Frank Griffin might be this kind of bad guy. In the first episode of the new Netflix series Godless, Griffin, played by Jeff Bridges, rides his horse right up behind the pulpit of a small church somewhere in the New Mexico desert. A posse of very mean men wait outside the clapboard structure as Griffin, whose arm has recently been shot off, warns the worshipping folk that if he discovers anyone in town has harboured a young gun named Roy Goode, he’ll kill them all. Even at this early point in the seven-episode series, there’s good reason to believe him.

Before it premiered, there was talk of Godless being a Western about women. The story centres around a town called La Belle, where almost all the men were killed in a mining accident, and which is essentially run by the trouser-wearing, quick-draw Mary Agnes McNue, played by Nurse Jackie’s Merritt Wever. Also prominent in the cast of characters is Alice Fletcher, played by Downton Abbey’s Michelle Dockery, who is also more than competent with a firearm. They’re both terrific, but make no mistake, the main tension here is between Griffin and Goode. And while Mary Agnes and Alice are ready to fight for their independence, most of the women in La Belle disappoint when it comes to feminist principles. At least, so far.
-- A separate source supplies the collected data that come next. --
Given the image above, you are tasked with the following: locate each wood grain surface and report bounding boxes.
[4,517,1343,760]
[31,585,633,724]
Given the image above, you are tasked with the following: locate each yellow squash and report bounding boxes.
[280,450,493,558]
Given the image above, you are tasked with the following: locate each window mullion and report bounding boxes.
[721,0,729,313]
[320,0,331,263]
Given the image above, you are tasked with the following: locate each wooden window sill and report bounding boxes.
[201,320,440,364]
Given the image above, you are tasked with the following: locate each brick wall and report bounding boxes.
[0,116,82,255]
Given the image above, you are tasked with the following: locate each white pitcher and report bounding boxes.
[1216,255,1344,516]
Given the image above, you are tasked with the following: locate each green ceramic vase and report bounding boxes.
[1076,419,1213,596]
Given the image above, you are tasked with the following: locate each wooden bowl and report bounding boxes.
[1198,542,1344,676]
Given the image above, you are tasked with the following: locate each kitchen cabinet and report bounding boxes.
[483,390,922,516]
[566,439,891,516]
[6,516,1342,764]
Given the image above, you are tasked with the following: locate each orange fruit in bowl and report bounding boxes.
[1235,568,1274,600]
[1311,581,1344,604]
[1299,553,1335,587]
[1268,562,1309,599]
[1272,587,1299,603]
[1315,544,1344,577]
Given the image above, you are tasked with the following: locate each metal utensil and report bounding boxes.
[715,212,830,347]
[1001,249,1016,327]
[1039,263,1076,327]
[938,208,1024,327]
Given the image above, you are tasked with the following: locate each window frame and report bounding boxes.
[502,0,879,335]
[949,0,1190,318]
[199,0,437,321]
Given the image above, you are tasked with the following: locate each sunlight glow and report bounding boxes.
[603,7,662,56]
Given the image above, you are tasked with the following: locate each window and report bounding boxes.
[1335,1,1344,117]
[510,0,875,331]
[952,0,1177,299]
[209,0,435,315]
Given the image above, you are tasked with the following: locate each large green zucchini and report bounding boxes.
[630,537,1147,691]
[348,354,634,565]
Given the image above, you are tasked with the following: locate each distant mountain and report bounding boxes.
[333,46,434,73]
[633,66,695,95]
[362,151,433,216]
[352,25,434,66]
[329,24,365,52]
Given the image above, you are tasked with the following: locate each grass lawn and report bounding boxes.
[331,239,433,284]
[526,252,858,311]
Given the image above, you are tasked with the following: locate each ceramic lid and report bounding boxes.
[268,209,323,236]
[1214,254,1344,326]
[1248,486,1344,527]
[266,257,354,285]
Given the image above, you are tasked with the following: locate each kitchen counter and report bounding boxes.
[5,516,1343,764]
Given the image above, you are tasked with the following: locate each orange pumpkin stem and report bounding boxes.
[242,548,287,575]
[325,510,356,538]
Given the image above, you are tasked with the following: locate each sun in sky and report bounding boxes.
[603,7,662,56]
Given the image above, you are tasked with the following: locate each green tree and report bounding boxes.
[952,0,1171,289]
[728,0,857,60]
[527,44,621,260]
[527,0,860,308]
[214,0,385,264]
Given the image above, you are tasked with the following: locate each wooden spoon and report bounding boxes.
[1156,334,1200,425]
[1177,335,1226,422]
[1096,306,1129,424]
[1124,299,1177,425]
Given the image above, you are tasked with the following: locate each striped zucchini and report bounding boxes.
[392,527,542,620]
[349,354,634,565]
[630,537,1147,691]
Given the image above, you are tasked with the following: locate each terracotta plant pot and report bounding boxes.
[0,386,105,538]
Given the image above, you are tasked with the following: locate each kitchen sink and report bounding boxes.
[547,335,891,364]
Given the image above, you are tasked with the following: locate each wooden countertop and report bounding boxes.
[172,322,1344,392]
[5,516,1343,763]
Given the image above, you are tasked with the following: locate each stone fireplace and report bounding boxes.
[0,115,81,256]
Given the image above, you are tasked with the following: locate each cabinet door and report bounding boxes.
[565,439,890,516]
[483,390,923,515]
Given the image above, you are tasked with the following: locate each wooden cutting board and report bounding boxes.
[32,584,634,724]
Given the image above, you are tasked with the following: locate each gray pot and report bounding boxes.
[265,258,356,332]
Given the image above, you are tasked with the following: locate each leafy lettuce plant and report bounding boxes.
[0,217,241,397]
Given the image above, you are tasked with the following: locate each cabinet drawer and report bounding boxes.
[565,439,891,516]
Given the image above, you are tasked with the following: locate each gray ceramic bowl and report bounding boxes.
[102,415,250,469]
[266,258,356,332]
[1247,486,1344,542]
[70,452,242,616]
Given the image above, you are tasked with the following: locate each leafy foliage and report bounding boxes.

I’m only four episodes in, and I’m pacing myself because this is one of the more entertaining series I’ve seen in a while. The setting — the hills and plains of New Mexico — is stunning, the horses get so many close-ups they may as well be listed by name on the show’s IMDB page, and there’s that moment I’m waiting for — that moment where Frank Griffin breaks. I’m pretty sure it’s coming.